In Fig. 6 is a diagram of a typical “cross-sectional” research model.
Screening – Preparatory period – Status monitoring – Randomization – Treatment A in group 1 and Treatment B in group 2 – Washing period – Treatment B in group 1 and Treatment A in group 2
“Cross-over” models are commonly used to study pharmacokinetics and pharmacodynamics when the task of controlling variability in a population of subjects is set. In addition, it is fair to assume that the effects of the first course do not affect the second in pharmacokinetic and pharmacodynamic studies with a sufficient “wash-out” period.
“Cross-over” models are more economical compared to parallel group models, since in this case fewer subjects are required.
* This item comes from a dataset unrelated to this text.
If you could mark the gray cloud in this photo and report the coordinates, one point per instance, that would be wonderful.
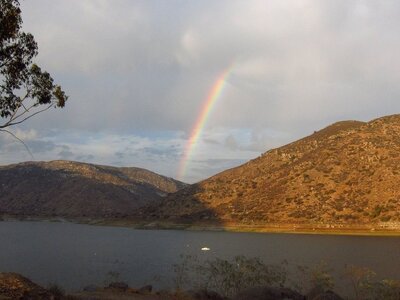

However, sometimes there are difficulties in interpreting the results. The effects of one therapy can be mixed with subsequent effects. It can be difficult to distinguish the effects of sequential treatment from the effects of individual courses. In clinical trials, the “cross-over” model usually requires more time than parallel group studies, because each patient undergoes no less than two treatment periods plus a “washing-out” period. This model also requires obtaining more characteristics for each patient.
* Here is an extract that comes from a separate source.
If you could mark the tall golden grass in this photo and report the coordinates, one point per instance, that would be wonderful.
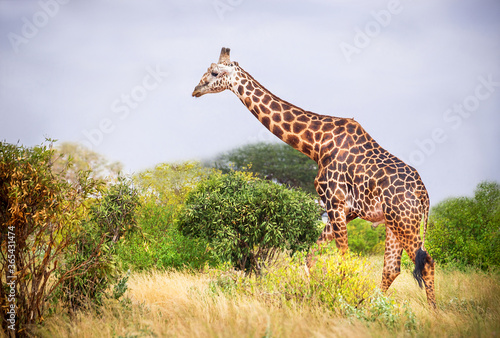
(182, 304)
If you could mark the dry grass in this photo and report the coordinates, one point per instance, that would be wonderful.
(177, 304)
If the clinical conditions are relatively constant throughout the study period, the “cross” model is effective and reliable.The relatively low requirements for sample size make “cross-over” models useful in early clinical development in order to facilitate decision making on more voluminous models of parallel studies. Since all subjects receive the study medication, the “cross” studies are also effective for safety assessment.
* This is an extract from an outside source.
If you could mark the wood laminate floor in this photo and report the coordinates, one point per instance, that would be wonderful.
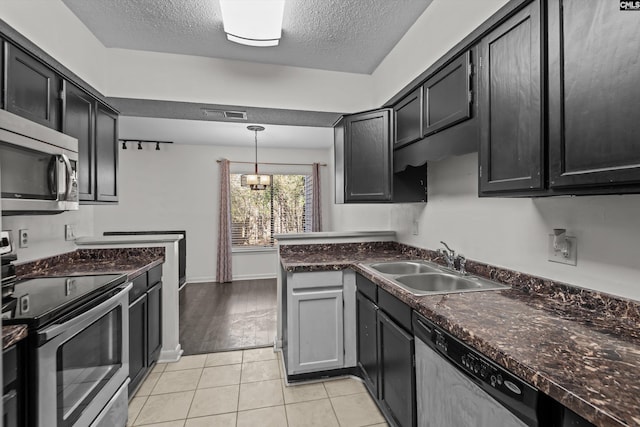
(227, 316)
Great importance in the conduct of clinical research is played by psychological, or so-called subjective factors. For example, a patient’s knowledge that he is receiving active drug therapy may affect the safety and efficacy of therapy. A medical researcher who is convinced of the advantages of one of the drugs compared can involuntarily interpret in his favor improvements in the state of health of patients or try to appoint a patient with a more severe disease that treatment which he considers more effective. To minimize the influence of subjective factors, blind research is used.
A study in which the patient does not know, and the researcher knows what treatment the patient receives is called a simple blind person. If neither the patient nor the researcher knows about the prescribed treatment, such a study is called double-blind. Blind studies can minimize the possibility of intentional distortion, and unintentional – distribute between groups in equal proportions.